Delete-side constructor checks (after strengthen rescues)

Step Verdict Fires when AXM example
step_0b_n_copies_constructor DELETE Pure constructor + weak assert with ≥ 1 identical-args sibling axm-word/tests/test_doc.py::test_new_doc duplicated by test_new_empty_doc.
step_0b2_impure_sibling_covers_ctor DELETE Pure-ctor test whose constructor is already exercised by an impure sibling axm-anvil/tests/test_forge.py::test_forge_init.
step_5_default_unknown UNKNOWN Terminator — no step matched axm-formal/tests/test_proof.py::test_trivially_true — left for human review.
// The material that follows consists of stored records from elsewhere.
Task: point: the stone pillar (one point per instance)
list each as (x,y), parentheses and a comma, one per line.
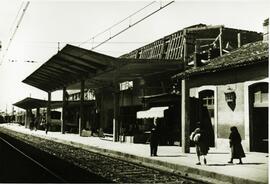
(185,117)
(82,119)
(116,115)
(48,116)
(26,118)
(63,111)
(220,41)
(238,40)
(37,112)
The step order is load-bearing: strengthen-side rescues (step_2step_4e) fire before the delete-side constructor checks (step_0b / step_0b2) so that a weak constructor test carrying real edge-case signal is kept rather than deleted. Note: the triage code itself uses the names without the second underscore (e.g. step0b_n_copies_constructor); the step_ forms above are the documentation convention for this page.

Finding shape

metadata["verdicts"] is a list[dict]; each entry exposes:

  • file — path relative to the project root
  • test — test function name
  • line — line number of the triggering assert
  • pattern — one of the six detection patterns above
  • rule — triage step that fired (e.g. step_0b_n_copies_constructor)
  • verdictDELETE / STRENGTHEN / UNKNOWN
  • reason — human-readable explanation from the triage step

Validation

The v6 / v4 stacks were validated against the internal AXM corpus and an external open-source corpus. Results:

Corpus Findings DELETE verdicts False positives
AXM internal (axm-workspaces/**) 169 17 0
External corpus 126 1

Key numbers: 169 total findings on the internal corpus, 17 DELETE verdicts confirmed by manual review with 0 false positives; 126 findings on the external corpus with exactly 1 false positive flagged during triage (step_0b_n_copies_constructor on a factory-style constructor test). The delete-side ladder is therefore safe to apply automatically on AXM packages; external application should keep the DELETE verdict gated behind a human-in-the-loop review.